Sir Stephen Miles Tomlinson (born 29 March 1952) is an English barrister and former Lord Justice of Appeal.

==Career==
Tomlinson born 29 March 1952 to Enoch Tomlinson and Mary Tomlinson (née Miles). He was educated at the King's School, Worcester and Worcester College, Oxford. He was called to the Bar in 1974 (Inner Temple). From 1974 to 1976, he was a lecturer in law at Worcester College.

Tomlinson became a Queen's Counsel in 1988. Throughout his career as a barrister, he practised at 7 King's Bench Walk. He was head of chambers from 1995 to 2000.

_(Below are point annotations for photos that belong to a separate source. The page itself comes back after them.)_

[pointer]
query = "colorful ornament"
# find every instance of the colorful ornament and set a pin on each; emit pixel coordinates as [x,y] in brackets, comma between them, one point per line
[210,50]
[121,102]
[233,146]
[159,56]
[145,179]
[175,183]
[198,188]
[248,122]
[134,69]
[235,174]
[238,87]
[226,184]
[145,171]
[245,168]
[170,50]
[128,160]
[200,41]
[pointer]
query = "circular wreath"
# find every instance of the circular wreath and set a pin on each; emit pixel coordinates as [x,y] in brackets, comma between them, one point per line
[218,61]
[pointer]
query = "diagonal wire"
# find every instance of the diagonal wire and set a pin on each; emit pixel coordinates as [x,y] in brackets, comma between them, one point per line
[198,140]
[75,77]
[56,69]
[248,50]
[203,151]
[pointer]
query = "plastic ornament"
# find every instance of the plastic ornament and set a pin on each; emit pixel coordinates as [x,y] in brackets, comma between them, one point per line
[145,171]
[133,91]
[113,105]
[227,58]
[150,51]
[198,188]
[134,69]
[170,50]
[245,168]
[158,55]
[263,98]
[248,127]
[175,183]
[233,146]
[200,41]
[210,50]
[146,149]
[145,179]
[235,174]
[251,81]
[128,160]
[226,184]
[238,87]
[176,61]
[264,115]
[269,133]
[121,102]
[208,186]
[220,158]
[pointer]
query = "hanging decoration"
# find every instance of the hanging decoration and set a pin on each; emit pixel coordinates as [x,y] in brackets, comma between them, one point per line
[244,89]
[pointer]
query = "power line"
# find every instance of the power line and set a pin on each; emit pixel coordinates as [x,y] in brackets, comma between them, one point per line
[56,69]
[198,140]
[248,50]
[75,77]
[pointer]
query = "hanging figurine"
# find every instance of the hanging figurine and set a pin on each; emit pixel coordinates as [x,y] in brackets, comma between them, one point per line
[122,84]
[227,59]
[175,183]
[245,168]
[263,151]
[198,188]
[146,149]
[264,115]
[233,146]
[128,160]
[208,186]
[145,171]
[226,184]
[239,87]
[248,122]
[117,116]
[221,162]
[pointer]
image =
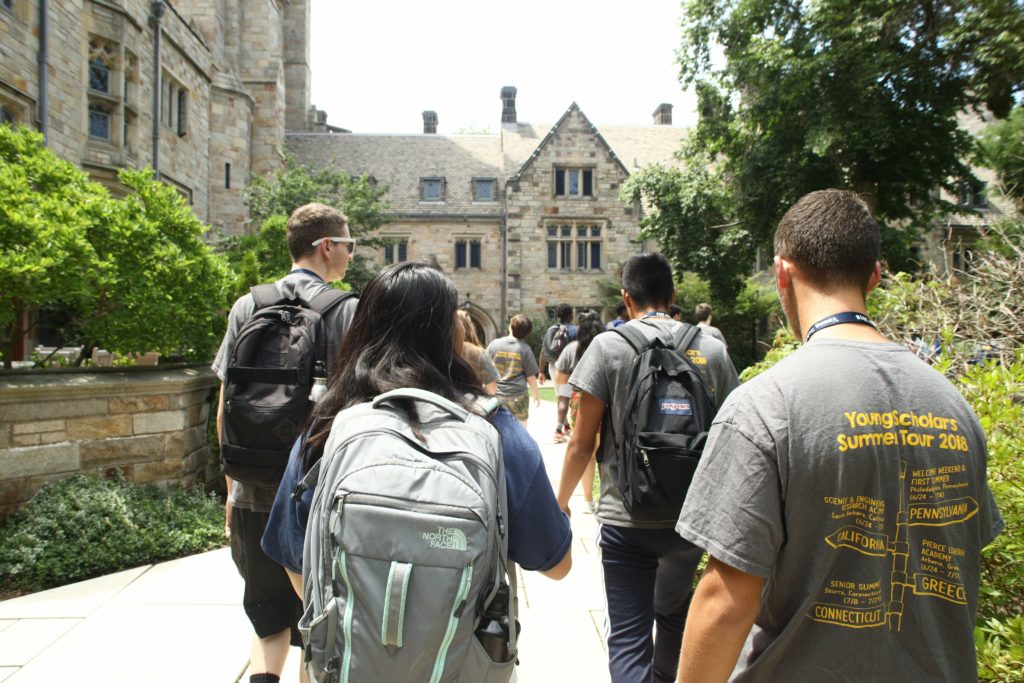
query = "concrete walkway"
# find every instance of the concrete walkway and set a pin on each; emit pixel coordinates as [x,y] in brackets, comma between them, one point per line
[182,621]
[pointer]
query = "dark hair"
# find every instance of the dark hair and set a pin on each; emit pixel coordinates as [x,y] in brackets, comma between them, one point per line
[402,335]
[589,328]
[520,326]
[310,222]
[832,238]
[647,278]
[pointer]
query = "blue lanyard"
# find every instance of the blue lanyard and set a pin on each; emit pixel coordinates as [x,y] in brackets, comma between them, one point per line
[840,318]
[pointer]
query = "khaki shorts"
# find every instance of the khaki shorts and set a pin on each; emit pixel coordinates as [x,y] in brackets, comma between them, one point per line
[518,406]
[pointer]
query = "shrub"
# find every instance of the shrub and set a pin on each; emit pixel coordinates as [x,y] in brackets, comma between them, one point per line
[85,526]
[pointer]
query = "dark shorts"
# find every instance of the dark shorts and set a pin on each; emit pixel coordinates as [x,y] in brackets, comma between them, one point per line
[269,600]
[518,406]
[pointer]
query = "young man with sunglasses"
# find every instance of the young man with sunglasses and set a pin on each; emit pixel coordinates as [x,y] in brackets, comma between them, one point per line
[322,249]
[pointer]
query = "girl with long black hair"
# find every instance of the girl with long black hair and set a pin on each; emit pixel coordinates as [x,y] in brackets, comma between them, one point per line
[406,335]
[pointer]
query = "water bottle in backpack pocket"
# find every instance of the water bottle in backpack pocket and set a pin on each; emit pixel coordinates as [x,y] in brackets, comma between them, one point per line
[268,380]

He was appointed a Recorder in 1995 and a Deputy High Court judge in 1996. In 2000, he was appointed to the High Court of Justice, receiving the customary knighthood, and was assigned to the Queen's Bench Division. On 9 July 2010, Tomlinson became a Lord Justice of Appeal, and received the customary appointment to the Privy Council in 2011. He retired from the bench in 2017 and currently works as an arbitrator.

== Personal life ==
Tomlinson married Joanna Greig and has one son and one daughter.